Citation: Tesfaye L, Wakeman M, Baskin G, Gruse G, Gregory T, Leahy E, et al. (2024) A feature-based qualitative assessment of smoking cessation mobile applications. PLOS Digit Health 3(11): e0000658. https://doi.org/10.1371/journal.pdig.0000658
Editor: Haleh Ayatollahi, Iran University of Medical Sciences, ISLAMIC REPUBLIC OF IRAN
Received: April 15, 2024; Accepted: October 2, 2024; Published: November 21, 2024
This is an open access article, free of all copyright, and may be freely reproduced, distributed, transmitted, modified, built upon, or otherwise used by anyone for any lawful purpose. The work is made available under the Creative Commons CC0 public domain dedication.

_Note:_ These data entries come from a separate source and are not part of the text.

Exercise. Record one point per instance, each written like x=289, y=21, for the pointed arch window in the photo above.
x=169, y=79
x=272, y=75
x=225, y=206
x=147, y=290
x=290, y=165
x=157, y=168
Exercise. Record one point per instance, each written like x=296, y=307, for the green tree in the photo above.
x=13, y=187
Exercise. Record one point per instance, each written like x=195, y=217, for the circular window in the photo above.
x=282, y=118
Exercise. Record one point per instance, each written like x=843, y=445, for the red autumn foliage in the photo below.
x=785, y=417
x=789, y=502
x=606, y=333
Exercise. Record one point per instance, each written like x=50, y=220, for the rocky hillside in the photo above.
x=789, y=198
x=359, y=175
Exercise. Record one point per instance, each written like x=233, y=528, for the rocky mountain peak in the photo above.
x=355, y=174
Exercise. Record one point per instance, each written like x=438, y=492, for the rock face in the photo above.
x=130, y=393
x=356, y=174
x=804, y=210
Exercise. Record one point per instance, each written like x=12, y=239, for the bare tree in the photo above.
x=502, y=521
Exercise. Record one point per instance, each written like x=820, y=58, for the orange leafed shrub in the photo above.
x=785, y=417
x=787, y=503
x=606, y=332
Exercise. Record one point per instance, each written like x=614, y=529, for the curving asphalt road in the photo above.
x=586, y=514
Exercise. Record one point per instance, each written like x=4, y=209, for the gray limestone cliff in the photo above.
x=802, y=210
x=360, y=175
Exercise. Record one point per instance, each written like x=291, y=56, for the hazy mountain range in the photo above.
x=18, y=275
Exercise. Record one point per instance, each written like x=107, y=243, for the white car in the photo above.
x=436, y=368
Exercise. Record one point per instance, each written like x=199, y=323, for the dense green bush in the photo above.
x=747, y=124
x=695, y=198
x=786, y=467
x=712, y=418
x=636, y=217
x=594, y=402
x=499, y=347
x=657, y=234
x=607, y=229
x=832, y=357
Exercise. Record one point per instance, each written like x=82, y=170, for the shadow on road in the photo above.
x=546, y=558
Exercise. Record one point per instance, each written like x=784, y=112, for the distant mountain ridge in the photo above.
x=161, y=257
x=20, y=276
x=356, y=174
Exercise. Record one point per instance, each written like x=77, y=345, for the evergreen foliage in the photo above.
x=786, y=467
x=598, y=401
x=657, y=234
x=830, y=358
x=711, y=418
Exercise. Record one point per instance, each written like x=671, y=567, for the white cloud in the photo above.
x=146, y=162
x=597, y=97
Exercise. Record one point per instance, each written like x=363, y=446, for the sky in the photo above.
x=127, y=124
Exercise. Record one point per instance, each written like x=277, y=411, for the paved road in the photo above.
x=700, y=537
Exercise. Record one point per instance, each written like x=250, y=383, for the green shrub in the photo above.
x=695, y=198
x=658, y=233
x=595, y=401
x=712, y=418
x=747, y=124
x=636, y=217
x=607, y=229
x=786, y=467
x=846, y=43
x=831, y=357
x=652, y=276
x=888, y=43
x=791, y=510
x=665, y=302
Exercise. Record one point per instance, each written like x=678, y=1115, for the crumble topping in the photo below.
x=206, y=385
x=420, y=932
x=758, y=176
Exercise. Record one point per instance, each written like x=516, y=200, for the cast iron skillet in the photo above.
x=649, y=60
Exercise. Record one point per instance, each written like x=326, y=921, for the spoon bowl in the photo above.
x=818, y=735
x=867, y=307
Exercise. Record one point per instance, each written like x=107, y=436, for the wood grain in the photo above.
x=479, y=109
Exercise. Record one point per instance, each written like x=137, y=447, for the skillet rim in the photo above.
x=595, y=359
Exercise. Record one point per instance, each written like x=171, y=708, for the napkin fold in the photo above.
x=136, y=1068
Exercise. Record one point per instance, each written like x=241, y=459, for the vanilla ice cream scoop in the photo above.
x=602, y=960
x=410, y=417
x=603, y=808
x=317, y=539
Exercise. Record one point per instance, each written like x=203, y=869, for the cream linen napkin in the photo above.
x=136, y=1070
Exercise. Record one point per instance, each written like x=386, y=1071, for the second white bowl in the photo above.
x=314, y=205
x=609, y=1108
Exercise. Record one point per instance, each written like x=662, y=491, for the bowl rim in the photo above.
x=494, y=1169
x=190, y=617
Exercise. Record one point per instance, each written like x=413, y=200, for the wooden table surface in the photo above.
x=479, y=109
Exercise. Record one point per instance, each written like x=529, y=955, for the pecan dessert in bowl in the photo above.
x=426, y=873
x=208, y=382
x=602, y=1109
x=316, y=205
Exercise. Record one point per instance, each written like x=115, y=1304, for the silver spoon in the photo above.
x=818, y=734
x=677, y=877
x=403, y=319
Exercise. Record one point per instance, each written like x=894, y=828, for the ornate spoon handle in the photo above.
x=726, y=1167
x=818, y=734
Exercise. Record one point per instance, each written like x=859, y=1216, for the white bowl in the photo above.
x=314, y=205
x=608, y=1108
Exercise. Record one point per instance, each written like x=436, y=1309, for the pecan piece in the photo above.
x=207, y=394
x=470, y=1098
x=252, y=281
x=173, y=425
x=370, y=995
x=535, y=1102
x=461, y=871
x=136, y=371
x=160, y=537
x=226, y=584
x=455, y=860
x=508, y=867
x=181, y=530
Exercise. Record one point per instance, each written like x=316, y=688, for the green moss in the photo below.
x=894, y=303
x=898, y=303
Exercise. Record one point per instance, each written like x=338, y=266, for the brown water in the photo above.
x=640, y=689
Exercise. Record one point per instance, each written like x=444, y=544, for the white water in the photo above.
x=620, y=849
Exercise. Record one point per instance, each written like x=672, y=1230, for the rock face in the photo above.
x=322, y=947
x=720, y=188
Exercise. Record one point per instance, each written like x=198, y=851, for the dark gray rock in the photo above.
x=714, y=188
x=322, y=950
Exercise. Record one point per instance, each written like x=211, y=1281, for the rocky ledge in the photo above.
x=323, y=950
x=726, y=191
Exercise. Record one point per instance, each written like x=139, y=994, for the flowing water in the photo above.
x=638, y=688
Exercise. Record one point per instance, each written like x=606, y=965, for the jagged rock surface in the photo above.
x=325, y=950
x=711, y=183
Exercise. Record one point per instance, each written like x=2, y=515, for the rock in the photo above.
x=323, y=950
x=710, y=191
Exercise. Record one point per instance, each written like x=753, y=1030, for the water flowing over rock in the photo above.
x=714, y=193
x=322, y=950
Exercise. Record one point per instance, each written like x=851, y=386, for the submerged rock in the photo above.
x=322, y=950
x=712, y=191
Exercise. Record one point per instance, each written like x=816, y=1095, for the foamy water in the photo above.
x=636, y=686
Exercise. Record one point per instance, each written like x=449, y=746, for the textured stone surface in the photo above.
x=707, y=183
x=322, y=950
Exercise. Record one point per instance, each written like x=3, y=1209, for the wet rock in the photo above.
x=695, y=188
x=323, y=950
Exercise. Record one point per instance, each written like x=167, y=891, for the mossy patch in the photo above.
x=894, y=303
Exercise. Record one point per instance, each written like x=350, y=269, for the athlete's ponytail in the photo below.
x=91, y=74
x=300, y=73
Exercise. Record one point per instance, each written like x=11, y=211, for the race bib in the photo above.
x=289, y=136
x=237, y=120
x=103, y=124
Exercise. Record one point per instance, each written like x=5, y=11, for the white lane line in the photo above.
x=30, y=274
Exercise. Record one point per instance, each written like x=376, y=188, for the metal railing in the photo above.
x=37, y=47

Data Availability: All data appear in the manuscript and supplementary files.
Funding: This work was supported by the Division of Intramural Research of the National Institute on Minority Health and Health Disparities, National Institutes of Health (ZIA MD000011 to SEL). The funder had no role in study design, data collection and analysis, decision to publish, or preparation of the manuscript.
Competing interests: GB, GG, TG, EL, and BK are employed by ICF. All other authors have no conflicts of interest, financial or otherwise, to declare.
Introduction
Smoking cessation mobile applications are promising tools for supporting cessation [1]. They are comprised of single or multiple interventional features that are designed to affect behavioral change. These features are considered “active ingredients” or behavioral change techniques (BCTs) that intervene on the mechanisms of action or causal pathways of smoking behavior [2,3]. BCTs are rooted in various theoretical frameworks (e.g., social cognitive theory) [4,5]. The translation of the theoretical underpinnings of BCTs to digital platforms involves a design process, often expert-led, that results in different informational structure and aesthetic display of features across smoking cessation mobile apps. The number, type, and aesthetic quality of features included in smoking cessation apps vary. However, several features are foundational given how commonly used they are. These features include self-monitoring, tailored feedback and support, and educational content [6,7].
Self-monitoring is commonly utilized in digital behavioral health change interventions [8–12]. It is the periodic self-recording or passive capturing of a behavior and its outcomes to enhance self-management [13]. In adaptive health interventions, self-monitoring is aimed at providing continuous feedback on health goals and at triggering support whenever and wherever support is needed [14]. Underlying self-monitoring is a self-regulatory mechanism that directs purposeful behaviors [15]. Self-monitoring is a BCT recommended for smoking cessation interventions to elicit cessation [16]. In smoking cessation apps, self-monitoring is often either self-reported (e.g., recording cigarettes smoked) [17] or system-generated (e.g., calculating money saved by not smoking) [18]. Smoking-related physiological parameters (e.g. exhaled carbon monoxide levels) are also candidates for self-monitoring [10] although biomonitoring remains limited in existing cessation apps as is evident by the volume of calculator and calendar/tracker smoking cessation apps versus those that incorporate physiological monitoring [19].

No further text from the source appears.